A conduta típica vem caracterizada pelos verbos “falsificar” (alterar por meio de fraude), “corromper” (adulterar, viciar, perverter, estragar), “adulterar” (alterar, mudar) e “alterar” (modificar, mudar).
O objeto material do crime é produto destinado a fins terapêuticos ou medicinais (adequado para o tratamento e a cura de enfermidades), além dos medicamentos, as matérias-primas, os insumos farmacêuticos, os cosméticos, os saneantes e os de uso em diagnóstico, incluídos por força do § 1º-A do art. 273 do Código Penal.
Trata-se de crime doloso, cuja consumação ocorre com a prática de qualquer das modalidades de conduta, independentemente da ocorrência de perigo efetivo ou qualquer outro resultado. Trata-se de crime de perigo abstrato.
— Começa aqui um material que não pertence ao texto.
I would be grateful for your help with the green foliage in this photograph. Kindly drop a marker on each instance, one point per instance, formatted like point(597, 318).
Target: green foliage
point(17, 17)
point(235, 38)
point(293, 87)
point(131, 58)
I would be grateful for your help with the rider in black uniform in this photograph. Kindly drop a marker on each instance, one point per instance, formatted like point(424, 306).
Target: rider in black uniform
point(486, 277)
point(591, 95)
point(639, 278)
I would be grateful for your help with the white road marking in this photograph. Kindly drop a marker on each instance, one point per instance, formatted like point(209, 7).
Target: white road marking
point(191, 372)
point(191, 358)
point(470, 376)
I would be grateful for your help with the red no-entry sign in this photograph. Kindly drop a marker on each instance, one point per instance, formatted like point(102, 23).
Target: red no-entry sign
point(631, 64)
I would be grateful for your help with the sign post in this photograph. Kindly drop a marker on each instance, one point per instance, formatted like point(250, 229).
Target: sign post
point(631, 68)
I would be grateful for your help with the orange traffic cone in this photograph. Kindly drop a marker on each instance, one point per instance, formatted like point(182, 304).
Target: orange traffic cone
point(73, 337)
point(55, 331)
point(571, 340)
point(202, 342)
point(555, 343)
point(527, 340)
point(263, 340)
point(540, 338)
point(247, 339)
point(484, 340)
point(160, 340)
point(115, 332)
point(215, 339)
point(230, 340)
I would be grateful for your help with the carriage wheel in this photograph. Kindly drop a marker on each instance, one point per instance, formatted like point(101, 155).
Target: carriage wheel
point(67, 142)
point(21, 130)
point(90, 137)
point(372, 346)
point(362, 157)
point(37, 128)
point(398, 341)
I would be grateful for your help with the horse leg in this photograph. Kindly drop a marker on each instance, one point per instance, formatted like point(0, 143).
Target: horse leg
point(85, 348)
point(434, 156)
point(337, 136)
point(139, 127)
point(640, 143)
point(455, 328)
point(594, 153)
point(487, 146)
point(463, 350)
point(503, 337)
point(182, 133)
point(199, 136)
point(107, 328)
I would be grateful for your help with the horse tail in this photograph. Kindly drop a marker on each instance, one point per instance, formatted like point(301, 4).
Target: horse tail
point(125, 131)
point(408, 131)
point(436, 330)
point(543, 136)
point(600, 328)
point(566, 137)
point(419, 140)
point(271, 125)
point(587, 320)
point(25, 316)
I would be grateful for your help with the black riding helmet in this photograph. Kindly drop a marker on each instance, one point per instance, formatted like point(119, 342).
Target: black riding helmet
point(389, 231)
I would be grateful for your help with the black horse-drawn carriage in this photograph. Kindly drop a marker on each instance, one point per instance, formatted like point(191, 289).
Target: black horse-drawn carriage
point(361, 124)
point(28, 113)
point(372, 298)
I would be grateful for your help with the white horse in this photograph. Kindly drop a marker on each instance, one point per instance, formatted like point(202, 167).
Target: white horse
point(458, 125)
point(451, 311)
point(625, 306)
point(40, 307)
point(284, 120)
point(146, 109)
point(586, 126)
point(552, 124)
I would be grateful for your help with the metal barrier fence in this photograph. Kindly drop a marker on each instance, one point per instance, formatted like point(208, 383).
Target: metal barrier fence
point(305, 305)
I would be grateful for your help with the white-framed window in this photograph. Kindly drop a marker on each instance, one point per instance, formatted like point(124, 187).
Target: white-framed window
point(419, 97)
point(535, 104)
O álcool gel se inclui na categoria de “saneantes”, prevista no § 1º-A, que diz: “Incluem-se entre os produtos a que se refere este artigo os medicamentos, as matérias-primas, os insumos farmacêuticos, os cosméticos, os saneantes e os de uso em diagnóstico.”
Saneantes são substâncias ou preparações destinadas à higienização, desinfecção ou desinfestação domiciliar, em ambientes coletivos e/ou públicos e no tratamento de água. No § 1º do art. 273 do Código Penal também foram tipificadas condutas que se equiparam às do “caput” para finalidade de punição.
Nesse sentido, a importação, venda, exposição à venda, depósito para vender, distribuição ou entrega do produto falsificado, corrompido, adulterado ou alterado já consuma o delito, desde que tenha o agente a consciência dessa avaria.
Portanto, aquele que vende o álcool gel falsificado, ou que o expõe à venda, ou o tem em depósito para vender, está também incurso no mesmo crime, estando sujeito à pena de reclusão de 10 a 15 anos e multa.
A teor do disposto no § 1º-B do art. 273 do Código Penal, está sujeito às mesmas penas quem pratica alguma das condutas acima mencionadas em relação a produtos em qualquer das seguintes condições: a) sem registro, quando exigível, no órgão de vigilância sanitária competente; b) em desacordo com a fórmula constante do registro previsto no inciso anterior; c) sem as características de identidade e qualidade admitidas para a sua comercialização; d) com redução de seu valor terapêutico ou de sua atividade; e) de procedência ignorada; f) adquiridos de estabelecimentos sem licença da autoridade sanitária competente.
Também nesses casos o crime se consuma com a prática de uma das condutas mencionadas, independentemente de qualquer outro resultado (dano ou perigo concreto). Trata-se de crime de perigo abstrato.
Por fim, a forma culposa do crime também foi prevista no § 2º do art. 273 do Código Penal, configurando-se quando o agente pratica qualquer das modalidades de conduta acima mencionadas, por imprudência, negligência ou imperícia. Daí, portanto, a importância de atentar o comerciante para a origem dos produtos, no caso, do álcool gel, que vende ou expõe à venda em seu estabelecimento comercial.